Sejak tahun 1992, pengelolaannya dilakukan oleh Dinas Kebudayaan dan Kapariwisataan, pemerintah Provinsi Sulawesi Selatan. Koleksi dalam museum merupakan hasil ekskavasi dari Benteng Somba Opu.[3] Bentuk museum ini aalah rumah panggung dengan model rumah controleur Belanda di Bone. Pendesainnya adalah Ananto Yudono dari Universitas Hasanuddin. Museum ini memiliki dua lantai. Lantai atas digunakan sebagai tempat pameran tetap dengan beragam koleksi.
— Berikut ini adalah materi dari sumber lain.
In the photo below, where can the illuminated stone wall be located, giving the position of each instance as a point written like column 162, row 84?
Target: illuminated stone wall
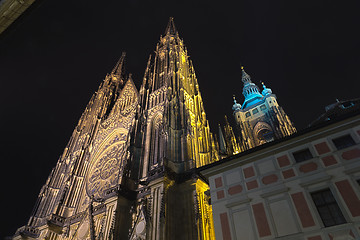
column 128, row 169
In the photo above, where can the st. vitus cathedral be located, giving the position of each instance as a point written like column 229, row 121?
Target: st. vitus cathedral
column 128, row 171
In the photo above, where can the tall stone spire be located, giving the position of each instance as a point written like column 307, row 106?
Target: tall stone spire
column 170, row 29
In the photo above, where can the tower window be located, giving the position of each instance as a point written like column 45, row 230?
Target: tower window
column 328, row 208
column 343, row 142
column 302, row 155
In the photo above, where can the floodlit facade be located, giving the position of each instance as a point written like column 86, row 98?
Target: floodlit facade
column 128, row 169
column 303, row 187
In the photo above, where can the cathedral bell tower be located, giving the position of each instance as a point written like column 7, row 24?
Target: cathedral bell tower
column 172, row 138
column 259, row 119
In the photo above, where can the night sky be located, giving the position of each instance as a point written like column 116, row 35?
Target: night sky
column 53, row 60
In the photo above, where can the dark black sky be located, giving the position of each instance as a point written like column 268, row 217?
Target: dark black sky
column 307, row 52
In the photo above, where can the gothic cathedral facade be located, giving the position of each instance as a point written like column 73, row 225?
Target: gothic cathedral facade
column 128, row 170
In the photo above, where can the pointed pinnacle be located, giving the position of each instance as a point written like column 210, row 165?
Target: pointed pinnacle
column 119, row 67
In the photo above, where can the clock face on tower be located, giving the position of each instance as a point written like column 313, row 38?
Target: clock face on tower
column 106, row 166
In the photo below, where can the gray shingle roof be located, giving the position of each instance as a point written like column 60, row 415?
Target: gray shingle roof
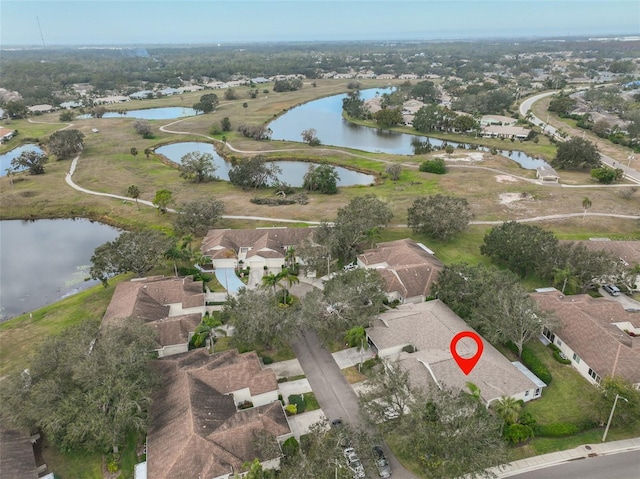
column 430, row 327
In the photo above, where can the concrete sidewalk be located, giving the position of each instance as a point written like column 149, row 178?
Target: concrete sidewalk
column 555, row 458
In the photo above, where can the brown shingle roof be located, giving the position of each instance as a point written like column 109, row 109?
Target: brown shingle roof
column 406, row 267
column 587, row 327
column 17, row 460
column 148, row 299
column 430, row 327
column 267, row 242
column 196, row 429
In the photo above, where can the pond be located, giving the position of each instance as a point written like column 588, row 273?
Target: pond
column 5, row 159
column 292, row 171
column 165, row 113
column 44, row 261
column 325, row 116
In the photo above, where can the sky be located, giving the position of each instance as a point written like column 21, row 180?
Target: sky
column 139, row 22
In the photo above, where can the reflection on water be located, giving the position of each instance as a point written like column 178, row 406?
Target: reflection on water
column 46, row 260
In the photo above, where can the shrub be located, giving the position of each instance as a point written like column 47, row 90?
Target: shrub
column 290, row 447
column 298, row 401
column 436, row 166
column 517, row 433
column 558, row 429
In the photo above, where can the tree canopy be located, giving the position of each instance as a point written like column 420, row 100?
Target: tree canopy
column 439, row 216
column 65, row 144
column 197, row 217
column 198, row 167
column 322, row 178
column 87, row 388
column 254, row 172
column 577, row 153
column 136, row 252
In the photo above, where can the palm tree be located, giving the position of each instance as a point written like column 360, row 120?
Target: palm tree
column 289, row 278
column 508, row 409
column 586, row 204
column 564, row 276
column 134, row 192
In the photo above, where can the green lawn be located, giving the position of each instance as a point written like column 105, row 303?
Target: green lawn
column 566, row 399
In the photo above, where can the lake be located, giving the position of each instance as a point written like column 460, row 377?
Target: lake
column 44, row 261
column 325, row 116
column 292, row 171
column 165, row 113
column 5, row 159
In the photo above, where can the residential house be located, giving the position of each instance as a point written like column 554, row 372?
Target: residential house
column 106, row 100
column 173, row 307
column 142, row 95
column 501, row 131
column 497, row 120
column 6, row 134
column 597, row 335
column 627, row 252
column 198, row 425
column 38, row 109
column 17, row 460
column 546, row 174
column 408, row 269
column 427, row 329
column 258, row 248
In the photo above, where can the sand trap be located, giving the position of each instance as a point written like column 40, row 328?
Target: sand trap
column 506, row 179
column 508, row 198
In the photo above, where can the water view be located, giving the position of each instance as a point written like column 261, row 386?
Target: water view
column 44, row 261
column 292, row 171
column 165, row 113
column 5, row 159
column 325, row 116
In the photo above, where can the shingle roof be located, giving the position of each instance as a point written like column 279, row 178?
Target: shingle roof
column 405, row 265
column 587, row 327
column 147, row 299
column 267, row 242
column 430, row 327
column 196, row 430
column 17, row 460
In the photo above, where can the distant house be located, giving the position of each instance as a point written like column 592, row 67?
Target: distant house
column 41, row 108
column 546, row 174
column 106, row 100
column 68, row 105
column 427, row 329
column 628, row 252
column 199, row 424
column 257, row 248
column 594, row 334
column 408, row 269
column 497, row 120
column 500, row 131
column 141, row 95
column 6, row 134
column 17, row 460
column 173, row 307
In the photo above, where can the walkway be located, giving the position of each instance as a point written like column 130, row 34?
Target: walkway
column 555, row 458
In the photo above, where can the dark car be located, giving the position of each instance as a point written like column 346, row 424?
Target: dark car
column 612, row 289
column 382, row 464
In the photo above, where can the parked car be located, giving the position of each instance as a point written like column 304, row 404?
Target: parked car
column 382, row 464
column 612, row 289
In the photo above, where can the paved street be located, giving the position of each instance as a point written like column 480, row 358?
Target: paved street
column 615, row 466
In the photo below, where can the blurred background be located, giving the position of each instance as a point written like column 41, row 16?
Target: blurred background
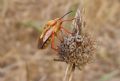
column 21, row 22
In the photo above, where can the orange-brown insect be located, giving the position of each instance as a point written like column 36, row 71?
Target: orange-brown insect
column 50, row 31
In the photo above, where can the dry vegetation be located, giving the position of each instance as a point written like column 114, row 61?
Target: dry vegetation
column 20, row 60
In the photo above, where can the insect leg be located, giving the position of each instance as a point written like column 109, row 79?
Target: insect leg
column 52, row 40
column 66, row 30
column 69, row 19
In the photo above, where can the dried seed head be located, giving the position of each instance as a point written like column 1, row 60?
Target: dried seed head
column 79, row 52
column 77, row 49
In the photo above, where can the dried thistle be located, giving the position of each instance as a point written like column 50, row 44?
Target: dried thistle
column 77, row 49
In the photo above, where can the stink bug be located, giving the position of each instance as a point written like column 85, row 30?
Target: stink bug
column 50, row 32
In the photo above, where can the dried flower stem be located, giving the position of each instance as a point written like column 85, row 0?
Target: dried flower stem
column 69, row 72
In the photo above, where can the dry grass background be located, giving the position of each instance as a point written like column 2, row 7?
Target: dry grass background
column 20, row 60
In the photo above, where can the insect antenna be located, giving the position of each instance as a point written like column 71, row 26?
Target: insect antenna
column 66, row 14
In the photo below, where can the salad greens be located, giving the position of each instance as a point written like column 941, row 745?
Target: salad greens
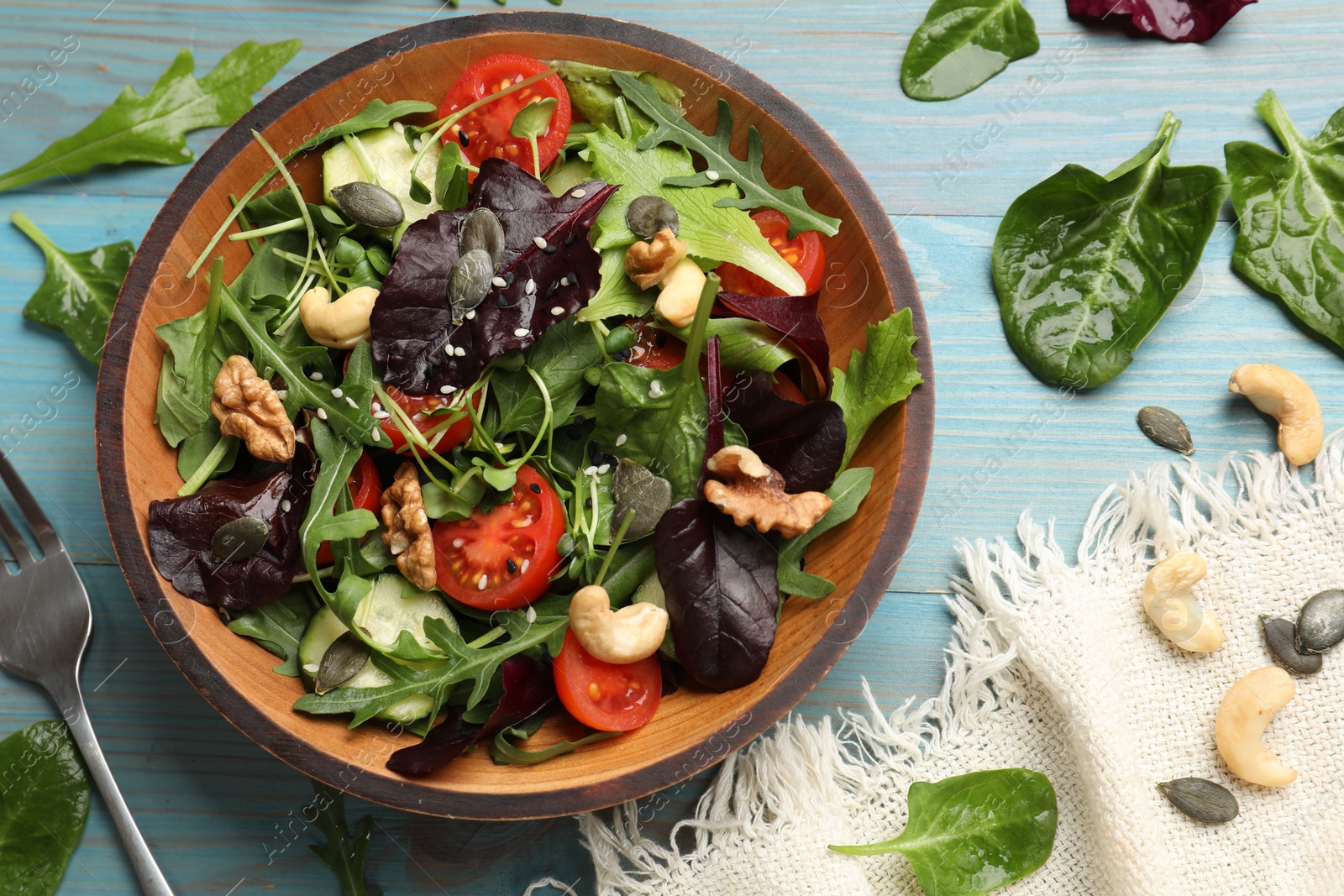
column 1086, row 265
column 1290, row 217
column 78, row 291
column 974, row 833
column 964, row 43
column 154, row 128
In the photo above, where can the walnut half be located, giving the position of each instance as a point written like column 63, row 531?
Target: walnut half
column 248, row 406
column 753, row 492
column 407, row 531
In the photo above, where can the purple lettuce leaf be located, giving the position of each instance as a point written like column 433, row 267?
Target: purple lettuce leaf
column 181, row 530
column 804, row 443
column 412, row 322
column 1183, row 20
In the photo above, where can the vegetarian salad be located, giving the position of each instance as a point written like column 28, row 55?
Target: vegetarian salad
column 530, row 405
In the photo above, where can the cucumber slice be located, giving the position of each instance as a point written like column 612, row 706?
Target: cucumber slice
column 391, row 160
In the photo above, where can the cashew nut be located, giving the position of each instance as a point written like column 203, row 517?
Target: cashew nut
column 340, row 324
column 1285, row 396
column 1242, row 718
column 1169, row 605
column 680, row 293
column 628, row 634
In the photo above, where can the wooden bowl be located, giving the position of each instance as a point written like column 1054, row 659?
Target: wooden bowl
column 867, row 277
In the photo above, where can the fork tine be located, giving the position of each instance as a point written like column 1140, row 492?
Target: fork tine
column 42, row 531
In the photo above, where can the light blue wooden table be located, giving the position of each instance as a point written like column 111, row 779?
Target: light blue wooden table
column 218, row 810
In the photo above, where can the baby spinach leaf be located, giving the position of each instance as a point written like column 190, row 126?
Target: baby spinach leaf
column 1290, row 217
column 44, row 806
column 964, row 43
column 879, row 376
column 974, row 833
column 717, row 150
column 80, row 289
column 1086, row 265
column 154, row 128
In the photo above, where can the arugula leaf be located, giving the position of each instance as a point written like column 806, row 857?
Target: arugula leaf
column 974, row 833
column 277, row 626
column 846, row 495
column 879, row 376
column 1290, row 217
column 1085, row 266
column 154, row 128
column 714, row 230
column 964, row 43
column 44, row 809
column 80, row 289
column 718, row 155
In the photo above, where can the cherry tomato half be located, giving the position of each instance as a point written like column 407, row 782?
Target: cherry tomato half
column 366, row 493
column 488, row 128
column 804, row 254
column 503, row 559
column 604, row 694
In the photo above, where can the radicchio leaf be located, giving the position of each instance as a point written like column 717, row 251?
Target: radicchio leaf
column 1184, row 20
column 528, row 689
column 181, row 531
column 721, row 590
column 804, row 443
column 412, row 322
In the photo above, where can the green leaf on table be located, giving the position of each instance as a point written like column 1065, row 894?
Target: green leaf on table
column 1290, row 217
column 44, row 806
column 669, row 127
column 80, row 289
column 879, row 376
column 1086, row 265
column 974, row 833
column 714, row 230
column 154, row 128
column 964, row 43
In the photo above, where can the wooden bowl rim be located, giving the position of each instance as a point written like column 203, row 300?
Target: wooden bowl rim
column 410, row 795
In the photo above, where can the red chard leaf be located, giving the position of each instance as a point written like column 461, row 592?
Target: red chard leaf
column 412, row 322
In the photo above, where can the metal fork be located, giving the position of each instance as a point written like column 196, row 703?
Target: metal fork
column 45, row 625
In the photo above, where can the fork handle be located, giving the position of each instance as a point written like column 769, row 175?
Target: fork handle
column 66, row 694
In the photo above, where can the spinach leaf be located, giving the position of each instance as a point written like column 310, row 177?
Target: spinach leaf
column 712, row 228
column 1290, row 217
column 154, row 128
column 1086, row 265
column 846, row 495
column 974, row 833
column 879, row 376
column 964, row 43
column 44, row 806
column 717, row 152
column 80, row 289
column 279, row 627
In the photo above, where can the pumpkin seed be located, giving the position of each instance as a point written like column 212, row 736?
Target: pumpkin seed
column 239, row 539
column 638, row 490
column 481, row 228
column 346, row 656
column 1320, row 625
column 647, row 215
column 1166, row 427
column 1200, row 799
column 470, row 282
column 369, row 204
column 1281, row 637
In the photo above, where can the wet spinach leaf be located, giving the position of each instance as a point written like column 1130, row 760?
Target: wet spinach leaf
column 964, row 43
column 1086, row 265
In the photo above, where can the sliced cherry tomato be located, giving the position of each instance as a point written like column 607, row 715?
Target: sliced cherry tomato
column 602, row 694
column 366, row 492
column 503, row 559
column 487, row 129
column 804, row 254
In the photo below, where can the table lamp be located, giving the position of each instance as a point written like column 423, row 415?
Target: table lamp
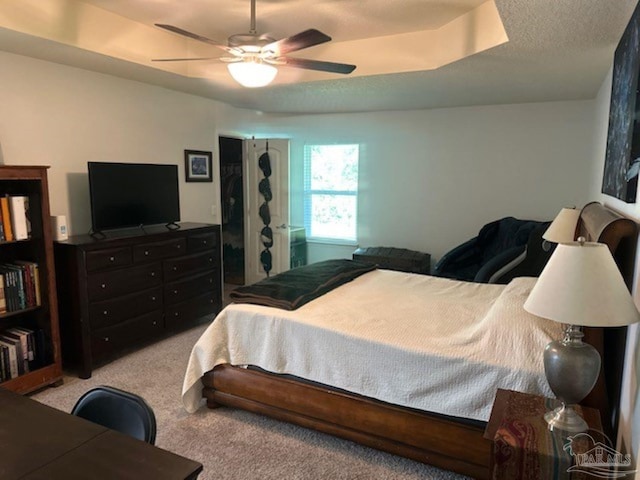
column 580, row 286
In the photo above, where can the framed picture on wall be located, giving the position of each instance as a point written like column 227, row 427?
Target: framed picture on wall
column 197, row 165
column 622, row 161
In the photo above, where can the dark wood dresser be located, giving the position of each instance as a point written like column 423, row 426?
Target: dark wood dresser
column 134, row 286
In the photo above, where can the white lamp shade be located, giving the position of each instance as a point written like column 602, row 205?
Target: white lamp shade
column 581, row 285
column 252, row 74
column 563, row 227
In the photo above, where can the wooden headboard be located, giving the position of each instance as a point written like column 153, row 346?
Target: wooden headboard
column 598, row 223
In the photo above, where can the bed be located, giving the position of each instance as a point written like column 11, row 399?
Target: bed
column 385, row 407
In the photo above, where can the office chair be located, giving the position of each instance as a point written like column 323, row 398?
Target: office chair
column 502, row 249
column 119, row 410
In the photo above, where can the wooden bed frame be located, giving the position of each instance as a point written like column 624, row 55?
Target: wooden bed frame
column 450, row 443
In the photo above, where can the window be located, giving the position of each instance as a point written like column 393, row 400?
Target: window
column 331, row 192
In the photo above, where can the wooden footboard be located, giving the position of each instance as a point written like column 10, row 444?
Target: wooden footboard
column 430, row 438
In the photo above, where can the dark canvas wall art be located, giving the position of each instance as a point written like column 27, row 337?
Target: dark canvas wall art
column 620, row 177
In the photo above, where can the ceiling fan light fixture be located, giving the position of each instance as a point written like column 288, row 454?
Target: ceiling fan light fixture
column 252, row 73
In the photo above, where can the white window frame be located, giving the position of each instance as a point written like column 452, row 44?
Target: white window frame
column 308, row 194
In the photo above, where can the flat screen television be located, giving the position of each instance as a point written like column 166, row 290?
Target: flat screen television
column 132, row 194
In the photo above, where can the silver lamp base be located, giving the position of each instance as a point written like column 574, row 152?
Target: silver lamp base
column 572, row 369
column 566, row 419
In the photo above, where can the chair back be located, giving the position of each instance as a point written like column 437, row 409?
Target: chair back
column 119, row 410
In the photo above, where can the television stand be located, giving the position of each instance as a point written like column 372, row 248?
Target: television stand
column 132, row 288
column 97, row 234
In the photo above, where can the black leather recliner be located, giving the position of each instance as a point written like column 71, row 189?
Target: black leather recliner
column 502, row 250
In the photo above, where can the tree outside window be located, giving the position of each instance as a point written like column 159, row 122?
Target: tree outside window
column 331, row 192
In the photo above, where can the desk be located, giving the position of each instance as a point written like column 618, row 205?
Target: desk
column 40, row 442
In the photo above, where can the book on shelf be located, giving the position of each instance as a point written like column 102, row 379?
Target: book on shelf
column 3, row 300
column 5, row 372
column 29, row 341
column 22, row 349
column 6, row 218
column 18, row 212
column 29, row 275
column 19, row 286
column 20, row 299
column 2, row 237
column 13, row 358
column 9, row 288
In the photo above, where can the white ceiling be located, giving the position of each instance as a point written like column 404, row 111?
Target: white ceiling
column 556, row 50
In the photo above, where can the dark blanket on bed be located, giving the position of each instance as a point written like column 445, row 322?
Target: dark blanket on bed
column 292, row 289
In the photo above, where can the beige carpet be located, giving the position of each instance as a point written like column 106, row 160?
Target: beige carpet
column 232, row 444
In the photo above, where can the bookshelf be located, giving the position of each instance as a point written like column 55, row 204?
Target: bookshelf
column 41, row 316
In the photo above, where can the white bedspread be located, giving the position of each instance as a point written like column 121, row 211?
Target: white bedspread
column 413, row 340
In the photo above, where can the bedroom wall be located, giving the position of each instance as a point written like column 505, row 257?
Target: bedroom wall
column 430, row 179
column 629, row 430
column 64, row 117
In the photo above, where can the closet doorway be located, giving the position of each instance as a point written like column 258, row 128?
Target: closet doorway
column 232, row 205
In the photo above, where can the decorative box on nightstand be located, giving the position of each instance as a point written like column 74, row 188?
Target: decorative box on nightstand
column 399, row 259
column 525, row 449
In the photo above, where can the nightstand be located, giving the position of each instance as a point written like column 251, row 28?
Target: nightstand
column 391, row 258
column 523, row 446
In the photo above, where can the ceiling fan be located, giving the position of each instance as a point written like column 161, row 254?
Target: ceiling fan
column 252, row 57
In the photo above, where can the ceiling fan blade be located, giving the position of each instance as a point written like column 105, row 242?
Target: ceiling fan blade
column 200, row 38
column 301, row 40
column 331, row 67
column 182, row 59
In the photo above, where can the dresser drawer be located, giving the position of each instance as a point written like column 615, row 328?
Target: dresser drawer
column 111, row 339
column 102, row 286
column 183, row 313
column 202, row 241
column 159, row 250
column 110, row 312
column 191, row 287
column 110, row 258
column 191, row 265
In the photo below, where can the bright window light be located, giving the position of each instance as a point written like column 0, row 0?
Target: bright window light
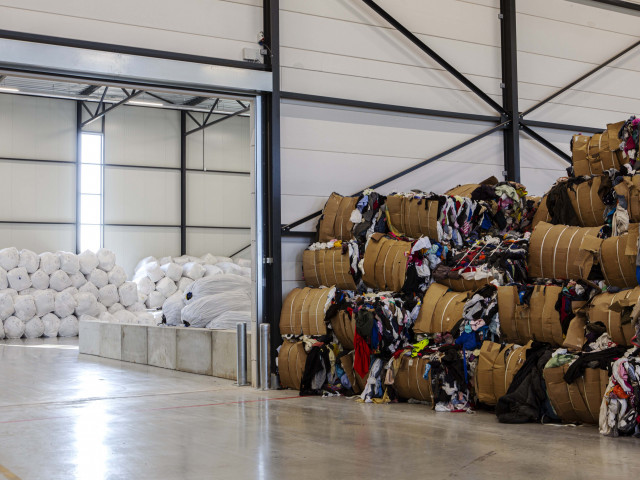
column 90, row 191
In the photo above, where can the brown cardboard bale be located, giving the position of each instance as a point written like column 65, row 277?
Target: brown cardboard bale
column 335, row 221
column 440, row 310
column 617, row 258
column 409, row 381
column 597, row 154
column 413, row 217
column 291, row 361
column 328, row 267
column 587, row 203
column 385, row 263
column 344, row 328
column 558, row 251
column 607, row 308
column 303, row 311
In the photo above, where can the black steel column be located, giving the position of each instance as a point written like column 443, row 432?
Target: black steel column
column 183, row 182
column 510, row 88
column 273, row 254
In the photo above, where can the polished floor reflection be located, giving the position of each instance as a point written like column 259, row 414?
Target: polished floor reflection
column 65, row 416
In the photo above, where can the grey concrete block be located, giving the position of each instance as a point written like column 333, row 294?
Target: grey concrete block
column 161, row 347
column 89, row 337
column 111, row 340
column 134, row 343
column 193, row 352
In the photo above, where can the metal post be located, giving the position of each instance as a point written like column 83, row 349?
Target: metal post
column 241, row 371
column 265, row 355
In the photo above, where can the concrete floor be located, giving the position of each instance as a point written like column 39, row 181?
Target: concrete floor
column 65, row 416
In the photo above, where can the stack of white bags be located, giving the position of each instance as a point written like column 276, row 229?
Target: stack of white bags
column 44, row 295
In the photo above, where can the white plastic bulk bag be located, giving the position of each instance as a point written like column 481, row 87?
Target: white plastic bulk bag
column 128, row 293
column 25, row 307
column 193, row 270
column 29, row 260
column 86, row 304
column 211, row 270
column 69, row 262
column 184, row 283
column 65, row 304
column 59, row 280
column 172, row 271
column 51, row 325
column 9, row 258
column 106, row 259
column 124, row 316
column 19, row 279
column 166, row 287
column 6, row 306
column 145, row 285
column 155, row 300
column 13, row 327
column 34, row 328
column 68, row 327
column 39, row 280
column 172, row 307
column 108, row 295
column 116, row 307
column 117, row 276
column 89, row 288
column 77, row 279
column 45, row 301
column 217, row 284
column 200, row 312
column 229, row 320
column 99, row 278
column 88, row 262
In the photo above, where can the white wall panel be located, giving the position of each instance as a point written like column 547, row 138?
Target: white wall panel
column 216, row 241
column 141, row 196
column 37, row 191
column 131, row 244
column 224, row 146
column 212, row 28
column 143, row 136
column 39, row 238
column 37, row 128
column 218, row 200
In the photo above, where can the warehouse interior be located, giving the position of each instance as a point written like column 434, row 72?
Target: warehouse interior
column 302, row 232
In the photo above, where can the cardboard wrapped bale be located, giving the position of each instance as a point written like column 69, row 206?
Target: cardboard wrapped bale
column 303, row 311
column 413, row 216
column 586, row 202
column 608, row 308
column 497, row 365
column 441, row 309
column 335, row 222
column 617, row 258
column 596, row 154
column 579, row 401
column 344, row 328
column 328, row 267
column 385, row 263
column 291, row 361
column 557, row 251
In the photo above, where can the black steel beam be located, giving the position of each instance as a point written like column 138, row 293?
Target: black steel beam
column 388, row 108
column 543, row 141
column 183, row 183
column 441, row 61
column 407, row 170
column 509, row 50
column 577, row 81
column 227, row 117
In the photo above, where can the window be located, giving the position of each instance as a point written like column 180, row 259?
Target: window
column 90, row 191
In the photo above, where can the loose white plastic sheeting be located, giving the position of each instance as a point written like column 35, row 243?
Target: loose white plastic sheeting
column 200, row 312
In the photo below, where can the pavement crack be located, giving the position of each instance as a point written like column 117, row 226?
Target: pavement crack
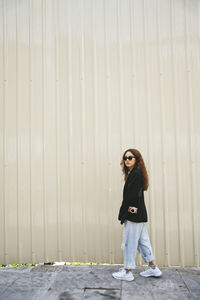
column 184, row 282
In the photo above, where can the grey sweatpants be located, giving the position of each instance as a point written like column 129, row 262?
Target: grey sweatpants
column 135, row 237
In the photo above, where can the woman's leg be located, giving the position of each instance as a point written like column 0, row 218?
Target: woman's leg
column 144, row 246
Lantai bawah digunakan sebagai tempat memperoleh informasi mengenai koleksi yang ada di lantai atas. Selain itu, di lantai bawah terdapat beberapa koleksi peralatan makan, keramik, batu bata, lukisan, alat musik tradisional, dan mata tombak. Bagian luar museum juga terdapat meriam besi, berbentuk bulat panjang dengan warna cokelat kehitaman.[4]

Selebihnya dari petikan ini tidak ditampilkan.